During the last several years there has been continued pressure from consumers, legislators, and health administrators to mandate generic prescribing. It has been proposed that requiring physicians to prescribe by generic rather than brand name and allowing pharmacists to substitute generically equivalent drug products would save consumers millions of dollars. These assumptions and the following events have stimulated the American Academy of Pediatrics to bring this issue to the attention of its membership.

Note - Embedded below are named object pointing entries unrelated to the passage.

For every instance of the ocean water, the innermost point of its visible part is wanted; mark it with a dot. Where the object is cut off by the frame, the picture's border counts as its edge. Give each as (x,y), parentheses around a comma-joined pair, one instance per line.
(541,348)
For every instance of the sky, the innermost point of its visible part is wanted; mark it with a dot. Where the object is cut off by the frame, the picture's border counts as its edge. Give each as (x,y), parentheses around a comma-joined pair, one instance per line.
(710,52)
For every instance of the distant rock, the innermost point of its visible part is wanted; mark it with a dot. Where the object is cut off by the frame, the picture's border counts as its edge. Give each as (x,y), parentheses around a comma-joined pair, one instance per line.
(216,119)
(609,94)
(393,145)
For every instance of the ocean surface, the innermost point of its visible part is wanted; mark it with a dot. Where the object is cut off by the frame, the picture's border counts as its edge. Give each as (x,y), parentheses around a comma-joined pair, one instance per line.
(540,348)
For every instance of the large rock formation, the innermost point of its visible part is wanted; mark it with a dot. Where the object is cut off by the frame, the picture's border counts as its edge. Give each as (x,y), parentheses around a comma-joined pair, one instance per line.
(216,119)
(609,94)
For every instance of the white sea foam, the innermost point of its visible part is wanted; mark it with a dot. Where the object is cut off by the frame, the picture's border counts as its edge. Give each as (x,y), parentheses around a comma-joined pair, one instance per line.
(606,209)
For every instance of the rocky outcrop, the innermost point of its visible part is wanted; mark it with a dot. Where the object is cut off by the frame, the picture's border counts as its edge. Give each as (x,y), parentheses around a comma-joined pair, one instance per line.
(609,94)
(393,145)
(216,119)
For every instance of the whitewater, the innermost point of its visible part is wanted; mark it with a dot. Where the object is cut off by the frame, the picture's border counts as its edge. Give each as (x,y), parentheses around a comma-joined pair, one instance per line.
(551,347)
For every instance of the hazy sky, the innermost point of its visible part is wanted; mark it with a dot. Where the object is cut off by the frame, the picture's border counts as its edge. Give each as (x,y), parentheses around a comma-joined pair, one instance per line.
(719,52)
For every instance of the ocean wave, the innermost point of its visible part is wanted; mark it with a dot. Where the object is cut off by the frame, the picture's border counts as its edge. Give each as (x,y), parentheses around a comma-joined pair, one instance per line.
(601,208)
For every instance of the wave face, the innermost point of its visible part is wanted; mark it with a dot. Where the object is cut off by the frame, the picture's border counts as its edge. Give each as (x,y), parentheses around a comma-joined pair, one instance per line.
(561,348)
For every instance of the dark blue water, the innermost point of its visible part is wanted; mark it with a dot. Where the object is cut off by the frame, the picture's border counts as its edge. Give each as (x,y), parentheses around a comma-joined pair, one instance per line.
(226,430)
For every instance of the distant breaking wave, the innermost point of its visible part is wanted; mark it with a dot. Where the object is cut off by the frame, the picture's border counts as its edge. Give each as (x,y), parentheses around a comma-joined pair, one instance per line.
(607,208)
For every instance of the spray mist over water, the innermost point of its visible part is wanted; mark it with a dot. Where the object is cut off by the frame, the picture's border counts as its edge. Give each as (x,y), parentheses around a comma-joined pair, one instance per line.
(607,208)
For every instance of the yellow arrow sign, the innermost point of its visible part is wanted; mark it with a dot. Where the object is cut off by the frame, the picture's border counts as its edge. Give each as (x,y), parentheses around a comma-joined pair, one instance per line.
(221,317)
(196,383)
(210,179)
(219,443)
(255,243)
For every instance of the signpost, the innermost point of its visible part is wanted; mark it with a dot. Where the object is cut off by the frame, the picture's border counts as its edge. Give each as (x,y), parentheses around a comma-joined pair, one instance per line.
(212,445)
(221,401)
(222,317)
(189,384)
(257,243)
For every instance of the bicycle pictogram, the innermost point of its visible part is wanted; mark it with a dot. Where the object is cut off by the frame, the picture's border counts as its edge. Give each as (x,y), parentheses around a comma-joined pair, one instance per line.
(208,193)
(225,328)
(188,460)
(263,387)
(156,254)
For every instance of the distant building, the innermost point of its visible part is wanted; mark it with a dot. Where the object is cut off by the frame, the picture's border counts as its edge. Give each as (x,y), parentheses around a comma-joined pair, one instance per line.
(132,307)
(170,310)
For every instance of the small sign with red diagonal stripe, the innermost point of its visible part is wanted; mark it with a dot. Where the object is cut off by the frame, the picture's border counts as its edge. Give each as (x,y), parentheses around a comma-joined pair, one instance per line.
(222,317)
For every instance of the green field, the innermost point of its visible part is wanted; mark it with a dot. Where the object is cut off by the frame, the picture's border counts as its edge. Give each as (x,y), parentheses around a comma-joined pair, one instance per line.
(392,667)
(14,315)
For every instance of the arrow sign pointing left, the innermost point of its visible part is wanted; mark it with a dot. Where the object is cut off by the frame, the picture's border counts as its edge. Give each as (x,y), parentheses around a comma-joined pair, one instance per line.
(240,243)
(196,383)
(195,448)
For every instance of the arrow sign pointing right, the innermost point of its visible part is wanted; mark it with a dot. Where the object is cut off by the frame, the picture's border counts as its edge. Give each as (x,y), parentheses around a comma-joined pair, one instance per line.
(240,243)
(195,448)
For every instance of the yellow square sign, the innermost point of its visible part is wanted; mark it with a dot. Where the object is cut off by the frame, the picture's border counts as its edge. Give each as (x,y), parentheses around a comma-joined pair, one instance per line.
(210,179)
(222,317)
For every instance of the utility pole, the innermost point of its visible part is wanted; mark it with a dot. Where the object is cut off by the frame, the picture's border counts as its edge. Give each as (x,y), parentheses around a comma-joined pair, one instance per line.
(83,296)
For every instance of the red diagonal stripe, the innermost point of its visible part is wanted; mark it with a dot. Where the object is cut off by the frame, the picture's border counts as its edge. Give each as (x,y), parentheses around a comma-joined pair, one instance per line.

(1) The report of the Office of Technology Assessment, Drug Bioequivalence Study Panel, entitled "Drug Bioequivalence," concluded that current standards and regulatory practices do not ensure bioequivalence for drug products, although most of the analytical methodology and experimental procedures for the conduct of bioavailability studies in man are available.1 Additional work may be required to develop the means of applying them to certain drugs and to special situations of drug use.

(2) The Drug Research Board of the National Academy of Sciences (October 25, 1974) recommended that the physician "should be required to delegate to the pharmacist, or explicitly to retain to himself, selection of the particular drug product to be dispensed."2

(3) The Maximum Allowable Cost Proposal published in the Federal Register (November 15, 1974)3 would establish a system to fix a "maximum allowable cost" for reimbursement for drugs dispensed under health financing and service programs of the Department of Health, Education, and Welfare which have multiple sources and are deemed bioequivalent. Other provisions of this proposal call for a fixed dispensing fee and supplying comparative price information to physicians and pharmacists.